Hayatımda tanıdığım, en efendi, en terbiyeli, en nazik, en insansever kişilerin başında gelir…
Üstün sanat yeteneğini, gerçekten başarılı bir bürokrasi yönetimine aktarabilmiş, Türkiye’de, tiyatro, opera, bale ve senfonik müzik alanlarında devrimsel değişikliklerin altına imza atmış ender kişilerden biridir.
***
2 Haziran Pazartesi gecesi 5. İstanbul Opera Festivali’nin tanıtım yemeğinde, Kültür Bakanlığı’nın yeni sanat kurumları tasarısı TÜSAK hakkındaki görüşlerini dinleme fırsatı buldum ve bir kez daha hayran oldum:
Eleştiriler, uyarılar, ancak bu kadar yapıcı, bu kadar bilimsel, bu kadar efendice ve bu kadar net olarak ortaya konabilirdi.
***
5. İstanbul Opera Festivali’nin sanat yönetmeni, aynen Gökmen gibi, sanatsal başarısını yönetime de aktarabilmiş olan bir başka övünç kaynağımız Yekta Kara…
Bu ikilinin Türkiye’de sanata yaptığı büyük hizmetler tarihe geçmiştir, asla unutulmayacaktır.
Festivalin beşinci kez sponsorluğunu yüklenen Denizbank’ın genel müdürü Hakan Ateş ise bir başka fenomen:
Uluslararası camianın hayranlıkla izlediği bankacılıktaki başarılarını, kültür ve sanat alanlarına da aynı etkinlikle taşıyan, gerçek bir “mesen”!
***
TÜSAK konusuna ilerde yeniden döneceğim; şimdilik sadece Rengim Gökmen’in uyarılarını özet olarak kaydetmekle yetiniyorum:
Üç maddede toplanan eleştiriler her ortamda, her platformda resmen dile getirilmiştir; bütün camia mensupları küçük ayrıntılar dışında bunlar üzerinde hemfikirdir.

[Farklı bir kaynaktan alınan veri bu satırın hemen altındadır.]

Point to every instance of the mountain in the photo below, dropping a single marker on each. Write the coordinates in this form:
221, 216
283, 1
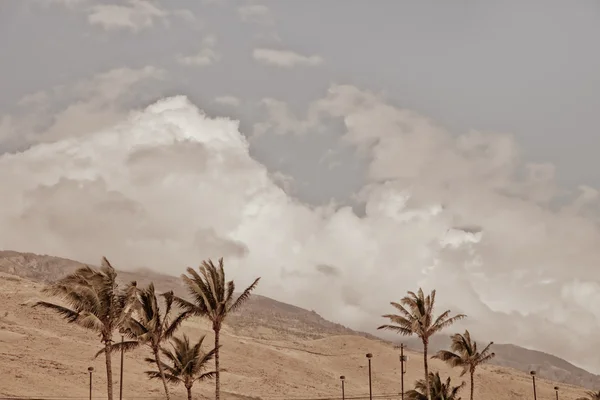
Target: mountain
509, 355
286, 327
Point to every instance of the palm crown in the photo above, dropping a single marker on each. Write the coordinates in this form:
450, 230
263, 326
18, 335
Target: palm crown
186, 363
438, 390
152, 327
416, 318
93, 300
212, 298
465, 355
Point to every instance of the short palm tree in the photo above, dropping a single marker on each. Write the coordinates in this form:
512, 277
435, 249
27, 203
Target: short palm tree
464, 354
416, 318
591, 396
438, 390
186, 364
93, 300
212, 298
152, 327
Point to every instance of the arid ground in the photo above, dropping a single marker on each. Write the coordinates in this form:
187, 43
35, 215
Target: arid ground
42, 356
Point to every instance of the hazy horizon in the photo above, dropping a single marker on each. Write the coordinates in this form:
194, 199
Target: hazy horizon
343, 152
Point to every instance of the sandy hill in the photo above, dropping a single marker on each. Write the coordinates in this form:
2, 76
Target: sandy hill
271, 350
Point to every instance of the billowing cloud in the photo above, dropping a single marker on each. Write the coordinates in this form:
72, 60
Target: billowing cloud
66, 111
132, 15
228, 100
285, 58
169, 186
207, 54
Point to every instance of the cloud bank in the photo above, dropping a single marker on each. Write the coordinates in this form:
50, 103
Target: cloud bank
168, 186
285, 58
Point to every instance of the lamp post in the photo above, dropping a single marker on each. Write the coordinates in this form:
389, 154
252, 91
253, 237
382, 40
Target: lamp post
402, 369
121, 377
533, 378
369, 356
91, 371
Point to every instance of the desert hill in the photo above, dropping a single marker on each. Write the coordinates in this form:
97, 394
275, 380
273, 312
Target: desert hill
271, 350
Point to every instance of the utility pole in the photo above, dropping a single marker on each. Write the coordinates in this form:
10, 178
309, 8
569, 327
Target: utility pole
533, 378
121, 378
91, 371
403, 360
369, 356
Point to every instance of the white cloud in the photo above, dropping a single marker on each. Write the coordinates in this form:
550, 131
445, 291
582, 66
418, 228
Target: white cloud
64, 3
133, 15
228, 100
256, 13
206, 56
169, 186
285, 58
66, 111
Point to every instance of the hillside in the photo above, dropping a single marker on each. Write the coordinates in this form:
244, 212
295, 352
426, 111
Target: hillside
508, 355
284, 330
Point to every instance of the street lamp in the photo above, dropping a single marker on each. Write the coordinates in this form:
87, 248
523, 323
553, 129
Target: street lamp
533, 378
403, 359
369, 356
91, 371
121, 377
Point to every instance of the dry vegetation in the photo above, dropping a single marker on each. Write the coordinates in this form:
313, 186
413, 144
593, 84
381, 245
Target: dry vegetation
42, 356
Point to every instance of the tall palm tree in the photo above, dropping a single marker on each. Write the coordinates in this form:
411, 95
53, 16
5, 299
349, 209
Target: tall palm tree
438, 390
464, 354
151, 327
416, 318
213, 299
591, 396
186, 365
93, 300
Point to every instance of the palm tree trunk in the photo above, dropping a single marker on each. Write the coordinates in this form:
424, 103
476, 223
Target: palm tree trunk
108, 354
426, 366
161, 371
472, 384
217, 371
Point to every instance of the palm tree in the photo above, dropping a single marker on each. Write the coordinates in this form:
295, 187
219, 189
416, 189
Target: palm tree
591, 396
213, 299
464, 354
151, 327
93, 300
416, 318
438, 390
186, 364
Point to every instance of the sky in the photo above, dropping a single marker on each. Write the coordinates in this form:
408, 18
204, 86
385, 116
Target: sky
343, 152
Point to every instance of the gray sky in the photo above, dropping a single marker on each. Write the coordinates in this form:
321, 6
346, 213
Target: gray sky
425, 116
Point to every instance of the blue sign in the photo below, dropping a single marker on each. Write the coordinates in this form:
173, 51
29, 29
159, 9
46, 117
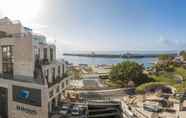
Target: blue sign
23, 94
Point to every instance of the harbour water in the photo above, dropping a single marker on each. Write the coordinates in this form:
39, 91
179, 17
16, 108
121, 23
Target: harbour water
95, 60
147, 62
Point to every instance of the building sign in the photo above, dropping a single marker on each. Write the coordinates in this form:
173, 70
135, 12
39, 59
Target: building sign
26, 95
26, 110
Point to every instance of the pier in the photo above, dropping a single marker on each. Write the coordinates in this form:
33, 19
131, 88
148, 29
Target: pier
127, 55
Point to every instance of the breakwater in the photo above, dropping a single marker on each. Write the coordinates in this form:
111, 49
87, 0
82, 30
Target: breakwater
127, 55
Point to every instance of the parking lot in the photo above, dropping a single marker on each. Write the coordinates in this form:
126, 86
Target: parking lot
70, 110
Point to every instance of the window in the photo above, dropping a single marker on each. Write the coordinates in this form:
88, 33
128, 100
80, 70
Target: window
37, 53
63, 69
53, 73
46, 74
45, 53
51, 54
57, 89
51, 93
7, 61
59, 70
62, 85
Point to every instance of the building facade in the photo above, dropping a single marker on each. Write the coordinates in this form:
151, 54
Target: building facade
32, 80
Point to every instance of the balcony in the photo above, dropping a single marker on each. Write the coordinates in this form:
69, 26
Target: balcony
57, 80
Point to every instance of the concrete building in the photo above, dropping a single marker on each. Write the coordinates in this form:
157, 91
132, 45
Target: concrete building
32, 80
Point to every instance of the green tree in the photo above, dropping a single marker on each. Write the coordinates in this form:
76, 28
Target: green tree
183, 54
128, 71
165, 63
165, 57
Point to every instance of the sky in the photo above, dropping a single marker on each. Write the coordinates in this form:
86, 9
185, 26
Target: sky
106, 25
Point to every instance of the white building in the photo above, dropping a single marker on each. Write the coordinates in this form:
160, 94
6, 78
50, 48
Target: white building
32, 80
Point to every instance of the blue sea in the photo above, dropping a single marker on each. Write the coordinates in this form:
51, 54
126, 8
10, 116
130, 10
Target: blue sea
147, 62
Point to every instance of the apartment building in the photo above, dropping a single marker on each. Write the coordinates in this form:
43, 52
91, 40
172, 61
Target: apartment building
32, 80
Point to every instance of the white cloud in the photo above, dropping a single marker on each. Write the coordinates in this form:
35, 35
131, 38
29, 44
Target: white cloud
172, 43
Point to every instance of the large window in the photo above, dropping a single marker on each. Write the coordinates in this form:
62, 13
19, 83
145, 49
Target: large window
59, 70
53, 73
45, 53
51, 54
7, 61
47, 74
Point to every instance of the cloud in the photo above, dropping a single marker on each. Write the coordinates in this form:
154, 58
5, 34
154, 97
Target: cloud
172, 43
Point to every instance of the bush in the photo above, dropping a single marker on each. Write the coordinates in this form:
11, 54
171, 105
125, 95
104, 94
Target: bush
142, 88
128, 71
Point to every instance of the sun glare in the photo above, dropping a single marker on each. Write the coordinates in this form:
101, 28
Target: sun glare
24, 10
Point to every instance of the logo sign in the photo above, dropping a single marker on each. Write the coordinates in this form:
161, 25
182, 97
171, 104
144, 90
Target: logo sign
23, 94
27, 110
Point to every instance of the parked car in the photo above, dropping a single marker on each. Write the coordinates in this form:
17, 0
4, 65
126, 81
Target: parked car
65, 109
152, 107
75, 111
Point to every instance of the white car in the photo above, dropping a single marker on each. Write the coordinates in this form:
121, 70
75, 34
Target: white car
64, 109
75, 111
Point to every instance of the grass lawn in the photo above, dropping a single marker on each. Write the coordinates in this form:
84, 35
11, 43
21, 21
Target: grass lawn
181, 71
167, 78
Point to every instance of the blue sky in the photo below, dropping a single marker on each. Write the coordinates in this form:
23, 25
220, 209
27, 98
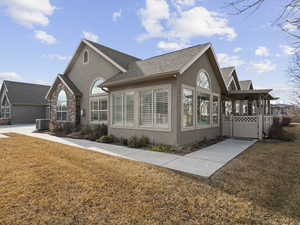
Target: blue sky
38, 37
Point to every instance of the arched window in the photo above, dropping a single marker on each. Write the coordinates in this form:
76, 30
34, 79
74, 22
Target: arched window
96, 90
203, 80
85, 57
61, 107
5, 109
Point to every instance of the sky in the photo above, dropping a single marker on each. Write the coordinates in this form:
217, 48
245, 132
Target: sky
39, 37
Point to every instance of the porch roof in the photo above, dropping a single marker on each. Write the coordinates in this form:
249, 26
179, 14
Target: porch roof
252, 94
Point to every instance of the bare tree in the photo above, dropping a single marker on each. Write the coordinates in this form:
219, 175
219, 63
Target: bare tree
289, 21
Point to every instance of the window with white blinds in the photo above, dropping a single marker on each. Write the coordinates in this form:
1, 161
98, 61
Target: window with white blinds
154, 108
129, 109
99, 110
142, 109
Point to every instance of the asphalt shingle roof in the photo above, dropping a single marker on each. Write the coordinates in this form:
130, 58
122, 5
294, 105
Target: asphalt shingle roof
120, 58
25, 93
170, 62
245, 84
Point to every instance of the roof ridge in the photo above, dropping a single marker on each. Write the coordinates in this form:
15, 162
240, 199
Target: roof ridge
19, 82
92, 42
207, 43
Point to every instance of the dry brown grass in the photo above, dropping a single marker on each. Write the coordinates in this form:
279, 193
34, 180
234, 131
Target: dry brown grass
48, 183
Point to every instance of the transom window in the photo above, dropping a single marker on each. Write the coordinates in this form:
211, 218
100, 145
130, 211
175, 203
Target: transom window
61, 107
96, 90
99, 109
203, 80
5, 109
85, 57
205, 113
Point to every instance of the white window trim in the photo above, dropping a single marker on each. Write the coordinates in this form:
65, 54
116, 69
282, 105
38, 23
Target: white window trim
197, 90
88, 54
183, 127
66, 111
8, 106
92, 85
137, 125
97, 98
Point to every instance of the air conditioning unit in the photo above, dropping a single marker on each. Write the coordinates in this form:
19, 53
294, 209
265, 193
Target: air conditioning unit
42, 124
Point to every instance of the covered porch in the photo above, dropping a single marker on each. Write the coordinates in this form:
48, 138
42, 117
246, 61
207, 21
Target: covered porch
247, 113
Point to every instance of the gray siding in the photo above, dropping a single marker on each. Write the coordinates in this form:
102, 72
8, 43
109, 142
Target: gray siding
155, 136
189, 78
84, 75
27, 114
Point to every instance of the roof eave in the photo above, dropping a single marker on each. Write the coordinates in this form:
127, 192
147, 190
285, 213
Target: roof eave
140, 79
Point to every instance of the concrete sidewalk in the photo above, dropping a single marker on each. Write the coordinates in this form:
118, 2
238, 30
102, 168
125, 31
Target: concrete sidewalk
204, 162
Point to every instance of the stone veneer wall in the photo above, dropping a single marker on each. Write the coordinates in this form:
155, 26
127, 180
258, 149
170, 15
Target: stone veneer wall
71, 104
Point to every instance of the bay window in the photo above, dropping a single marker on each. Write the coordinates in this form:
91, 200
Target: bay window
188, 109
5, 109
61, 106
215, 113
203, 109
154, 108
206, 109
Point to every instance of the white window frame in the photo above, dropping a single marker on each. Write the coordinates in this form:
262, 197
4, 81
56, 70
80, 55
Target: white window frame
62, 111
137, 111
99, 98
7, 109
196, 90
184, 86
88, 57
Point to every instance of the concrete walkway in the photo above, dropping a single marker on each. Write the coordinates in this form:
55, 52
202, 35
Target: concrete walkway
204, 162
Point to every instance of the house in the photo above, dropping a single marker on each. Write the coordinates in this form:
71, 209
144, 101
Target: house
22, 102
176, 98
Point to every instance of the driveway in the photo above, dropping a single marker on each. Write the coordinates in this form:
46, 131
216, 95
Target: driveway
204, 162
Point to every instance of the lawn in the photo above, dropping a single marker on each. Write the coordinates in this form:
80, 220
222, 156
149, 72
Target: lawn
42, 182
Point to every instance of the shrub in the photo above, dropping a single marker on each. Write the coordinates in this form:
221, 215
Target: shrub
134, 142
106, 139
163, 148
286, 121
279, 133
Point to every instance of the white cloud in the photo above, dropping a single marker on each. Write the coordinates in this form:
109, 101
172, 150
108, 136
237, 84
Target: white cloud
29, 12
226, 60
182, 25
185, 2
263, 67
10, 76
151, 16
57, 57
90, 36
287, 50
290, 27
236, 50
116, 15
262, 51
44, 37
170, 46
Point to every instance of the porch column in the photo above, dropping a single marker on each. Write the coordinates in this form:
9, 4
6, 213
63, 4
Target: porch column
233, 107
250, 112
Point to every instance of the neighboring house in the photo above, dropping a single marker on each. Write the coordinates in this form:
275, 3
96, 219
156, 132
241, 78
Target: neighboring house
22, 102
176, 98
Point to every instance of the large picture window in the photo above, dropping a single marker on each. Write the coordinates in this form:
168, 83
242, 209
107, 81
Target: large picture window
206, 107
188, 109
154, 108
61, 107
215, 108
203, 109
5, 109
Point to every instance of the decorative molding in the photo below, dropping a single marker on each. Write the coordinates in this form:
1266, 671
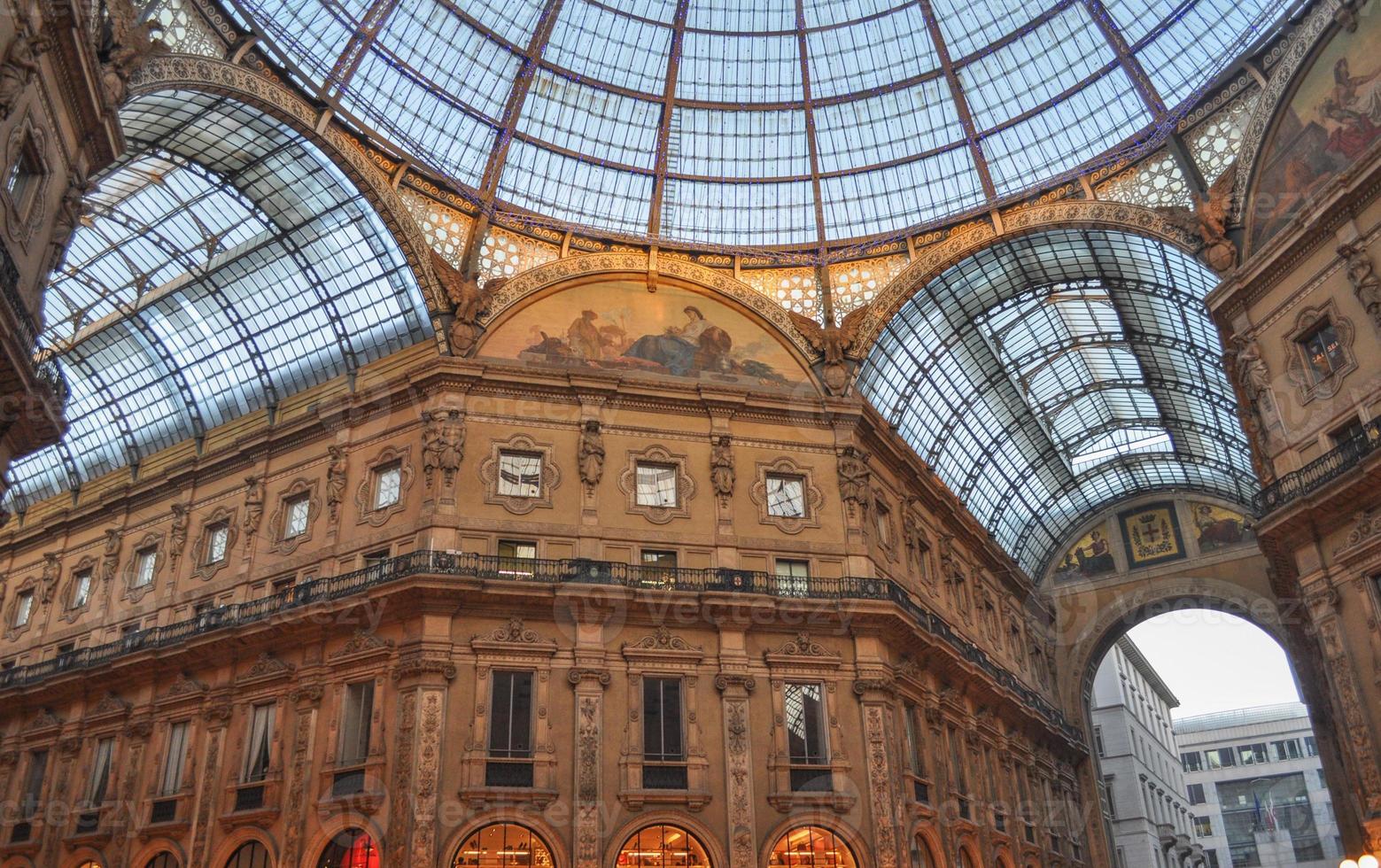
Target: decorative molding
811, 496
1297, 368
278, 522
686, 486
365, 492
550, 475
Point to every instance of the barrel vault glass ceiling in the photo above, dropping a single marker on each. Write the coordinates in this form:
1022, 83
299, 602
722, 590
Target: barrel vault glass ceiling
1051, 376
225, 265
756, 121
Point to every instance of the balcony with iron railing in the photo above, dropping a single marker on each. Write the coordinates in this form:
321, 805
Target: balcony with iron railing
558, 573
1321, 471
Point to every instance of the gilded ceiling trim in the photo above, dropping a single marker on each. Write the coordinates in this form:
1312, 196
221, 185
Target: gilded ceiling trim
187, 72
1071, 214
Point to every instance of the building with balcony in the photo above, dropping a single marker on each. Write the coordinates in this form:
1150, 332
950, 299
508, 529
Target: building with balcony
1259, 789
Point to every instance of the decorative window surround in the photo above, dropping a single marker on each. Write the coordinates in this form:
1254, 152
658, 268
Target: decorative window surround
511, 646
804, 660
278, 522
550, 474
814, 499
686, 486
365, 492
666, 655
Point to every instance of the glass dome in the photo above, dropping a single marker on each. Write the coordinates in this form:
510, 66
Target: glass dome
768, 123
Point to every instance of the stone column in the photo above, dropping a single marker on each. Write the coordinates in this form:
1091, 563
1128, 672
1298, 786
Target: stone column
876, 702
422, 677
588, 685
738, 766
306, 701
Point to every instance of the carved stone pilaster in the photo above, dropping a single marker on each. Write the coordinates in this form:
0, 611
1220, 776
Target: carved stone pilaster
588, 685
738, 764
880, 784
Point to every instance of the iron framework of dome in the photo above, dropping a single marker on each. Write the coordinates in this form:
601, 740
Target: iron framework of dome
771, 123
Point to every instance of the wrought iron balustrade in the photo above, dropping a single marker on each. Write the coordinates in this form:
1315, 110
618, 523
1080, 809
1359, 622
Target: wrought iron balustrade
545, 571
1321, 471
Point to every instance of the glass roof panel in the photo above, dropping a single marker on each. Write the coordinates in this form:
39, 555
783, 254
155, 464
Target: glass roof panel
268, 274
1042, 81
1052, 375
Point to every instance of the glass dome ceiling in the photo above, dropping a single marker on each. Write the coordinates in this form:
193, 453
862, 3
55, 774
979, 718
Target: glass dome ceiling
764, 123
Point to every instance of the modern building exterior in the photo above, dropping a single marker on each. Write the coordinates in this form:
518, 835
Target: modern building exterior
1257, 787
1143, 784
598, 434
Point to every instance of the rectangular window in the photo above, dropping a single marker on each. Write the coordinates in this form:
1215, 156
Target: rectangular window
355, 717
510, 733
22, 608
260, 744
786, 496
1253, 754
519, 475
662, 740
793, 576
172, 780
294, 523
516, 558
388, 484
81, 590
217, 539
656, 484
144, 563
1323, 351
100, 771
34, 784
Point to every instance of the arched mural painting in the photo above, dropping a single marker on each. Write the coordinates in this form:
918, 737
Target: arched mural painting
1331, 121
619, 324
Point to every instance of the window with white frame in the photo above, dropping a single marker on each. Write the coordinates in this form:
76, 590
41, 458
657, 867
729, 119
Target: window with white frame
786, 496
388, 484
217, 539
519, 474
656, 484
294, 519
172, 779
259, 746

1) Sanatta taşeronlaşma, son günlerde başka bir alanda güvenlik açığı olarak ortaya çıkan zaafı, sanat alanına, kaliteden fedakârlık olarak taşıyacaktır.
2) Taşeronlaşma, bir insan hakkı olarak gördüğümüz, herkesin sanata erişim hakkını, özellikle sanat etkinliklerini 3-5 lira gibi fiyatlarla izleyen Anadolu’daki kentlerimiz ve kasabalarımız açısından zedeleyecektir; ticarileşme, sanat etkinliklerinin İstanbul ve Ankara gibi büyük kentlerimizde merkezileşmesine yol açacaktır.
3) Taşeronlaşma, sanatın akademik eğitimini ve profesyonel olarak yetişmiş sanatçılar tarafından icrasını da zedeleyecek, sanatın bir meslek olarak algılanmasını ve uygulanmasını engelleyecektir.
***
Konu, günün siyasal itiş kakışları arasında gözden kaçabilir…
Oysa geleceğimizi kültürel açıdan olumsuz etkileyecek çok çok önemli bir yanlış yapılmaktadır!